Abbiati's words were echoed by Milan's youth coach, former midfielder Cristian Brocchi. "I always insist that a player has got to be motivated whenever he pulls on a Milan shirt," he told ITASportPress (h/t ESPN FC) When I played for Milan, every single player had this desire—it was part of our DNA."
It's interesting that Brocchi would comment on the issue, because it's entirely possible—maybe even probable—that he's one of the reasons that it's happening, indirectly at least.
The incessant rumors about the security of Sinisa Mihajlovic's job as manager may be taking a toll on the team.
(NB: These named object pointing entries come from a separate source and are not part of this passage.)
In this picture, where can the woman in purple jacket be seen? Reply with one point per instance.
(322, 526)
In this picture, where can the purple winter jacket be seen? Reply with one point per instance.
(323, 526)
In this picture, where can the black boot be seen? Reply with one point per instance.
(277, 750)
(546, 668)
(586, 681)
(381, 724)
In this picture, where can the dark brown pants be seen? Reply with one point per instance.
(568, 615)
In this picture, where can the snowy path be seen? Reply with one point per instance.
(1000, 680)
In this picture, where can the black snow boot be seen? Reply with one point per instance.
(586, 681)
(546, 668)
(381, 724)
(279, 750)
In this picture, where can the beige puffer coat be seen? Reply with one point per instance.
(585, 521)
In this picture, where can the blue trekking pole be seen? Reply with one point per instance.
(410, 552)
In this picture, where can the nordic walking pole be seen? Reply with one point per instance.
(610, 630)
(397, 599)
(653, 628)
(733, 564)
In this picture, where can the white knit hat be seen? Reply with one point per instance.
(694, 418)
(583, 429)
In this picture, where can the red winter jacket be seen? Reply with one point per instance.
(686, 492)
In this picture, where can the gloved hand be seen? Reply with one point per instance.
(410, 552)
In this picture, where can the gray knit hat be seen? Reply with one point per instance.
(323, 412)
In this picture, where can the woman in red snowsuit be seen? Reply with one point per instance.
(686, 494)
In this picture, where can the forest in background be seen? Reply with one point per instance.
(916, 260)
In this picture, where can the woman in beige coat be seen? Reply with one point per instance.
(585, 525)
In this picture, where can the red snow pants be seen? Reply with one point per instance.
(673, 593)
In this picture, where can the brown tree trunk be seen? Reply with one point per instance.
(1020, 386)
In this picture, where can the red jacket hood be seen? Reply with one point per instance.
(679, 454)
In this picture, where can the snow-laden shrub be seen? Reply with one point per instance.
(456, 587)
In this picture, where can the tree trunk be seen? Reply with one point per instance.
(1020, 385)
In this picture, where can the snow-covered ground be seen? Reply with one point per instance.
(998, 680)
This time last year, when the side looked even worse, former coach Filippo Inzaghi's future was in similar doubt.
While it's true that Inzaghi had also lost the locker room, the fact that Mihajlovic hasn't is perhaps all the more reason Milan's players could be distracted. The Serbian seems popular with his players. Whether a coach is beloved or not, any team in any sport is capable of adopting a "what's-the-point" attitude when they sense that their coach is on his way out at the end of the season.
Owner and president Silvio Berlusconi certainly hasn't done much to help things. When questioned about the coach's future on Rai Radio 1 on Tuesday (h/t Football Italia), he called any talk one way or the other "premature" and that his future will "depend on how the rest of the season goes."
Berlusconi's season-long indifference toward his coach really has no basis in reality. Mihajlovic has done well to take a broken club—one that was broken in large part by the actions of its owner—and rebuild it.
A Juventus-like jump into the top three—or more—was always an outside chance this year, and for Mihajlovic to take a team that still has some serious flaws as far as he has this year is an achievement.
To dismiss that achievement is to dismiss that of the players—and when players feel dismissed, they tend not to play.
A simple acknowledgement that Mihajlovic has done well and that he will be back to try to finish what he started next season could do wonders for Milan's players. Ever more rumors like the ones from last week in the pages of Corriere della Sera (h/t Football Italia) that Brocchi and Marcello Lippi will take over as a coaching tandem next season would do the exact opposite.
If Milan continues to play the way they played on Sunday, they could lose everything they've worked for this season.
A lot of it is on the players to pick their heads up, but a little encouragement for their coach could perk them up as well.